Die Göttin strich hasserfüllt allen Gefangenen über den Kopf. Die Berührung bewirkte, dass der Schädelknochen im oberen Drittel verschwand und das pulsierende Gehirn frei gab. Dann hob sie ihren rechten Zeigefinger, an dem eine metallene Verlängerung steckte und stiess sie jedem tief ins Gehirn. Für ein paar Sekunden verschwanden die Gedanken aller. Hera trat einen Schritt zurück und hob ihre Hände gegen den Himmel. Da kehrten die Gedanken der Opfer zurück. Alle waren nun grün, rotierten im Einklang und alle hatten nur einen Gedanken, der sich formierte. Sie wollten alle die Königin zerstören. Louise begriff nun auch, weshalb sie die Gedankenaktivität überhaupt sehen konnte. Es war Junior, der das steuerte. Es macht ihm einfach Spass, dem Farbenspiel zuzusehen. Weder Hera noch Mazzarin bemerkten dies. Die Göttin drehte sich um und ging ganz langsam auf Anne d’Autriche zu, die sie mit Panik in den Augen ansah, sich aber nicht bewegen konnte. Ihre Gedanken kreisten immer wilder und schneller, so als wollte sie unbedingt sprechen. Erstaunt las Louise ein Bekenntnis an Königin Louise und eine Entschuldigung für ihr Tun, mit der Bitte um Vergebung. Es war deutlich zu sehen, dass sich die Königinmutter mit der Schwiegertochter versöhnen wollte. Aber sie wusste auch, dass es zu spät dafür war. Hera strich ihr über die Wange und liess die Frau auch innerlich erstarren, denn sie schien ihr ihre Gedanken zu übermitteln. Erschrocken las Louise mit. Hera war nicht an der Königin interessiert. Sie wollte den König zerstören und seine Nachkommenschaft verfolgen. Und Anne d’Autriche sollte dabei nicht nur zusehen, sondern willenlos auch helfen. Hera lächelte dabei leicht Mazzarin an. Er würde dafür sorgen, dass es genauso kommen würde. Er und seine göttlich manipulierten Helfer. Anne hatte fast keine Kraft mehr zu stehen, aber ihr Körper gehorchte dem Kardinal. Und dann nieste es plötzlich lautstark vom Podest herunter. 

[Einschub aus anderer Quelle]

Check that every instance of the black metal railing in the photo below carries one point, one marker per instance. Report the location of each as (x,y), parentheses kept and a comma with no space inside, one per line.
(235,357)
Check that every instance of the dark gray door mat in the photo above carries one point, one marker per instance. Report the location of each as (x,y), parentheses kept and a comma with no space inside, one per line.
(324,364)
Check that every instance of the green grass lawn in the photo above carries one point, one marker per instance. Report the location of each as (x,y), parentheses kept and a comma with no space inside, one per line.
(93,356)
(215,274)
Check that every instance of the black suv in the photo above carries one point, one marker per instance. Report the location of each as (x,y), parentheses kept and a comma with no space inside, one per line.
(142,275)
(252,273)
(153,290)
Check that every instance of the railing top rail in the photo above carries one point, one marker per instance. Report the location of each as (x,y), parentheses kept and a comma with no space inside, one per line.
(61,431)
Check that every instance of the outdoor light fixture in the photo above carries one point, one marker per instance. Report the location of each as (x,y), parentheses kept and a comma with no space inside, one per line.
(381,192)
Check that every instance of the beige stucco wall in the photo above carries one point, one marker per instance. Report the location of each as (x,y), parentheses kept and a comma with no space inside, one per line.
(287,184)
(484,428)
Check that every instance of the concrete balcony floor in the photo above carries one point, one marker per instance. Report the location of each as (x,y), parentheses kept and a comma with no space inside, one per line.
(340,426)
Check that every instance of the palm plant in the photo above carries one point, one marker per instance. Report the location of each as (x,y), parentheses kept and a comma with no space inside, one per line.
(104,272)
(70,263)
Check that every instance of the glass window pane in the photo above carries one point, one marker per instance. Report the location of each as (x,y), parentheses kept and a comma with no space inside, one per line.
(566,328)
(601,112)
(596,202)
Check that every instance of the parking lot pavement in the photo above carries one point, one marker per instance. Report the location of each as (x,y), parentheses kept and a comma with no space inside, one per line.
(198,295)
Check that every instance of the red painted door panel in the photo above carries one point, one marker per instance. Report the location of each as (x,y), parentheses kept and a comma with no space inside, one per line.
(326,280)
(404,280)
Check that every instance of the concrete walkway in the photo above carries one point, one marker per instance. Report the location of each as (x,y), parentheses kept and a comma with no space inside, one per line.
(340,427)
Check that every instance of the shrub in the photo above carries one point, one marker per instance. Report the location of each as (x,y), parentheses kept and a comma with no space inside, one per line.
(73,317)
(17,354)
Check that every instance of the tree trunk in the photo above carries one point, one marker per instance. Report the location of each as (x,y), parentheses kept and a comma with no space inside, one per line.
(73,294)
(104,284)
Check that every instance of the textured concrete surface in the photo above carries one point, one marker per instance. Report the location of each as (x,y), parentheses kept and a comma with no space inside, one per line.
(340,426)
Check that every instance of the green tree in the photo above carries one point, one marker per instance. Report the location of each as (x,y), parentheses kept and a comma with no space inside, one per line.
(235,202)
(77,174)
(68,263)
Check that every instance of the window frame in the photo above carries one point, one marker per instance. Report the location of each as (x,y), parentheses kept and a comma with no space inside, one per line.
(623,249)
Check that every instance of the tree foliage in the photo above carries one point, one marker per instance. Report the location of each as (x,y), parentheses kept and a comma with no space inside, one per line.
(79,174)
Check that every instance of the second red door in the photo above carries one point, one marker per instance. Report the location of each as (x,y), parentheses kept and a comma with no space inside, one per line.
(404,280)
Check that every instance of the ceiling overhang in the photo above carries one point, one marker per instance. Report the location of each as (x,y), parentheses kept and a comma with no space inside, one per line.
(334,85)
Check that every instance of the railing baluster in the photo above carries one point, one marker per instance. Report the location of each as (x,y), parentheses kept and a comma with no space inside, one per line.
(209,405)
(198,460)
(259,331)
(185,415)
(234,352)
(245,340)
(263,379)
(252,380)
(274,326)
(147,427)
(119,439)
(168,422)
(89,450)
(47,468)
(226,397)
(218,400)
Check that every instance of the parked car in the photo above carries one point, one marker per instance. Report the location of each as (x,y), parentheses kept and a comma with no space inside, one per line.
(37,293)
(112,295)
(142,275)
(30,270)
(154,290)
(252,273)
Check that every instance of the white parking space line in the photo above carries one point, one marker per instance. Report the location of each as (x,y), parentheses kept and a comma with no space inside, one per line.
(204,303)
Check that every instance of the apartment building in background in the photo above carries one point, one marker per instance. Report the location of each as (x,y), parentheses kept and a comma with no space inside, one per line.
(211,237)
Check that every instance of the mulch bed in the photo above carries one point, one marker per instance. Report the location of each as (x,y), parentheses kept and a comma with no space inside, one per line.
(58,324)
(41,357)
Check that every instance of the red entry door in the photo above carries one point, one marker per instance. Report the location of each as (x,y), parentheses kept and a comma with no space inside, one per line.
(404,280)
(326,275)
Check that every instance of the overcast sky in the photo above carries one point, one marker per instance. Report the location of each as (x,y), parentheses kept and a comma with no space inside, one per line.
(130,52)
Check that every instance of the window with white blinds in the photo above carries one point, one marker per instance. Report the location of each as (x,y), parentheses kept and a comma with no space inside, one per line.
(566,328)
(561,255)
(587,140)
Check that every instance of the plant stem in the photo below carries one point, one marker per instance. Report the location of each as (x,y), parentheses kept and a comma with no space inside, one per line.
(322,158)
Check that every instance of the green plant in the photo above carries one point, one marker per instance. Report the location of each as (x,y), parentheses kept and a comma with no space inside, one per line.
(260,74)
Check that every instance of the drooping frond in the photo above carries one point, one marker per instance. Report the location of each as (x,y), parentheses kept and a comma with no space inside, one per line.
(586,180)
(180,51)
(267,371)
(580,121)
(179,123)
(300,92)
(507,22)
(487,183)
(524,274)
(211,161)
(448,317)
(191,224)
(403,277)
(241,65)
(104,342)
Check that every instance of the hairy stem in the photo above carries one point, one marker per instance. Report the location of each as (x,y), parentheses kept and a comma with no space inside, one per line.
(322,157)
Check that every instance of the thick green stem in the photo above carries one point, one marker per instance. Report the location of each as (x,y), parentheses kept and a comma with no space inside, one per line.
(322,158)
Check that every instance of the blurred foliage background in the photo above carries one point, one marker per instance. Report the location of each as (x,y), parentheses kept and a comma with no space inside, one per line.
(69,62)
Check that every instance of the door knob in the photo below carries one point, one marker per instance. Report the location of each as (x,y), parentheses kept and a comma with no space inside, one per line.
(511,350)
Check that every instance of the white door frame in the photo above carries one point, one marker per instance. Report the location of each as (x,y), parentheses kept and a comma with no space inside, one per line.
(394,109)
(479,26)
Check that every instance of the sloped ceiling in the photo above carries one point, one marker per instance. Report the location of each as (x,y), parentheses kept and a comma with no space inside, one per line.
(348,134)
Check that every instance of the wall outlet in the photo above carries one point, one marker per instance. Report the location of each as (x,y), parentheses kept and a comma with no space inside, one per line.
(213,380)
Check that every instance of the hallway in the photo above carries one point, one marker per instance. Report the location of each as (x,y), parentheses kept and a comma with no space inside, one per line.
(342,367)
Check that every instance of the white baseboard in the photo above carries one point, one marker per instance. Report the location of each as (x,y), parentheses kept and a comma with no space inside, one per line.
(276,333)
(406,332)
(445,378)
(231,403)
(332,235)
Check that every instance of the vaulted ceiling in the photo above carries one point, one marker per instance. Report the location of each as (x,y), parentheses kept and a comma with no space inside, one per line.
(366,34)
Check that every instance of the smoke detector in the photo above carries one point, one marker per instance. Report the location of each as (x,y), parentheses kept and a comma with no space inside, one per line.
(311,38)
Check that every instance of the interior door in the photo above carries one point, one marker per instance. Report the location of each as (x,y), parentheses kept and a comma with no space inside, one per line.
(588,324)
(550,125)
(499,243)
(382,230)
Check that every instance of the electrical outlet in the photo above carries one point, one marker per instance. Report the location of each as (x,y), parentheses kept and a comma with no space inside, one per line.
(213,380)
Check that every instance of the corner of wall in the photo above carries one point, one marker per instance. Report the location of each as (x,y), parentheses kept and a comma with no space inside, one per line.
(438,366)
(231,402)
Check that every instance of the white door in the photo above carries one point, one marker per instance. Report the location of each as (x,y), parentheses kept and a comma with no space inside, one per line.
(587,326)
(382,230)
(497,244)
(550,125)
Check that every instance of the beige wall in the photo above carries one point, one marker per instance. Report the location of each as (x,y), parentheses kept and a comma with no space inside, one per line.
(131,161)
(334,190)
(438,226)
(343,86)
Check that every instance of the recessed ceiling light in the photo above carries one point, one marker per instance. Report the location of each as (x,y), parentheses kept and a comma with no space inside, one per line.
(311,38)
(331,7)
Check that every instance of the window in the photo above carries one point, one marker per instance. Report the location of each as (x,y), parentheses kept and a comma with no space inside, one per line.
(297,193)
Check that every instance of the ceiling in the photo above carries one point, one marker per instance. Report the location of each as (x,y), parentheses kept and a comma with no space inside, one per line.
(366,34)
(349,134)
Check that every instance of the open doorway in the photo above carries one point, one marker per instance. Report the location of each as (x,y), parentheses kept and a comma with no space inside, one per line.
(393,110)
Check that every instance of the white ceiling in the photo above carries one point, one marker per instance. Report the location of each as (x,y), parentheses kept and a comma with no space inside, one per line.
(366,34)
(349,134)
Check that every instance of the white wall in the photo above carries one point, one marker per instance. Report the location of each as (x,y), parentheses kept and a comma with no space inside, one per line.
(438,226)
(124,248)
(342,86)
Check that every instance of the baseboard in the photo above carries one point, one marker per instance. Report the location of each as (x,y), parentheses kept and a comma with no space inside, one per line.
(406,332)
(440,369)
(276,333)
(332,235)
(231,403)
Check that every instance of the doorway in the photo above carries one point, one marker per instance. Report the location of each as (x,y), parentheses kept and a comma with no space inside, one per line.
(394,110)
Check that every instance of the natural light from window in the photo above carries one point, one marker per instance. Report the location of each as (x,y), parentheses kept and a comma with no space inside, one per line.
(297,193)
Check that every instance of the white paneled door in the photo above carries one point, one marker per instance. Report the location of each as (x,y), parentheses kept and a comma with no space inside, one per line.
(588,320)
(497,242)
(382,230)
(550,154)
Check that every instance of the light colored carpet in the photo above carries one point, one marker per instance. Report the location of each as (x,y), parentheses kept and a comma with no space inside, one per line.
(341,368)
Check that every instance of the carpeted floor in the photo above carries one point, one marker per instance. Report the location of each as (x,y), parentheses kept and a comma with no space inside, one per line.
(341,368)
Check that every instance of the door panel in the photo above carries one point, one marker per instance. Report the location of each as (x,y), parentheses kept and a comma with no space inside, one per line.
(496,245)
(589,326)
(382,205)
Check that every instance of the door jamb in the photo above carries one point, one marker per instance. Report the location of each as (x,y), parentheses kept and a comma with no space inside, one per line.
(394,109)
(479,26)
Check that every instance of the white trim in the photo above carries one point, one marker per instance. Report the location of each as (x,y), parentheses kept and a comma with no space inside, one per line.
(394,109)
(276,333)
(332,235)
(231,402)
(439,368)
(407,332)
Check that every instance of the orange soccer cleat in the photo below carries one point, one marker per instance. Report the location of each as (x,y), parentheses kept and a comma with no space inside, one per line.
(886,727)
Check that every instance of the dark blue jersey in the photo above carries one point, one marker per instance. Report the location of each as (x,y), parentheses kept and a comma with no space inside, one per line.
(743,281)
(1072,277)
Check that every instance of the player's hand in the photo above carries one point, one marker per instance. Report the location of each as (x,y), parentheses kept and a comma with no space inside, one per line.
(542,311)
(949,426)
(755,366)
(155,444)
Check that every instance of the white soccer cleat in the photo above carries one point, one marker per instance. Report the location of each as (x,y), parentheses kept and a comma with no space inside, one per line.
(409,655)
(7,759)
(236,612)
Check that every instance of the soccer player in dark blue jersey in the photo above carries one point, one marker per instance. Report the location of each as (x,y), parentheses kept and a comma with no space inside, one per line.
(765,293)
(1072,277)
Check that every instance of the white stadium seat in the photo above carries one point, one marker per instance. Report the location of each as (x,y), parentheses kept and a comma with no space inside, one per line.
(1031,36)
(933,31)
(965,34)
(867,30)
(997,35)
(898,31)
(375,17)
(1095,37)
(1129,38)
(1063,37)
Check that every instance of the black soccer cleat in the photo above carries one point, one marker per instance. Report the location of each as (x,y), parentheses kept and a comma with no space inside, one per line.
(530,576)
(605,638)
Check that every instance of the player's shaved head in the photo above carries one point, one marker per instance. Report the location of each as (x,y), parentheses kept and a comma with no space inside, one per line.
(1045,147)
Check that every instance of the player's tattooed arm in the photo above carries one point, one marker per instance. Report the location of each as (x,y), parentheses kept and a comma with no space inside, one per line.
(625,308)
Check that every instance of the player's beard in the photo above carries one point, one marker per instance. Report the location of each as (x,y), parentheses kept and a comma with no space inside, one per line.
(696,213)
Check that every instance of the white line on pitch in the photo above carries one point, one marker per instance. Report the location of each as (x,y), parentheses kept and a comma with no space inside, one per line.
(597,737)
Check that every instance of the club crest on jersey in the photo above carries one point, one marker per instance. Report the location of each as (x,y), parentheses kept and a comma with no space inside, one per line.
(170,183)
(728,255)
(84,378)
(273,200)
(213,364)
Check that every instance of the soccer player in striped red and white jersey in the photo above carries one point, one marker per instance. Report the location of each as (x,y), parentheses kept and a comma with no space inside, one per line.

Louise sah, wie bei Hera sofort der tödliche Gedanke aufflammte. Aber noch bevor diese sich auf das Kind stürzen konnte, war die Vampirin bei ihr und rammte ihr die Zähne in den Hals. Dann schleuderte sie die völlig überraschte Göttin zu Boden, wobei sie ein Stück Fleisch heraustrennte und wollte zu Junior rennen. Der Kleine quiekte auf, die Luft flimmerte und alles wurde dunkel.


Louise sass wieder auf dem Grabstein von Anne d’Autriche als sie die Augen aufmachte. Würgend spuckte sie das Fleisch von Hera aus, dass sie noch im Mund hatte und wischte sich das Blut vom Gesicht. Dann spürte sie schon die Ärmchen ihres Söhnchens um ihren Hals, der sich immer noch über den Ausflug freute und vor sich hin gluckste. Sie packte ihn und rannte ins Schloss zurück. Sie musste dringend mit Louis sprechen. Und wahrscheinlich auch mit John. Die letzten Gedanken, die sie von Hera und Mazzarin gesehen hatte, hatten ein altes Geheimnis offenbart. Jetzt wusste sie, wovor Mazzarin so panische Angst hatte. Und Hera hatte sie erkannt. Die Dame war unsterblich, sie mussten dringendst raus aus Versailles.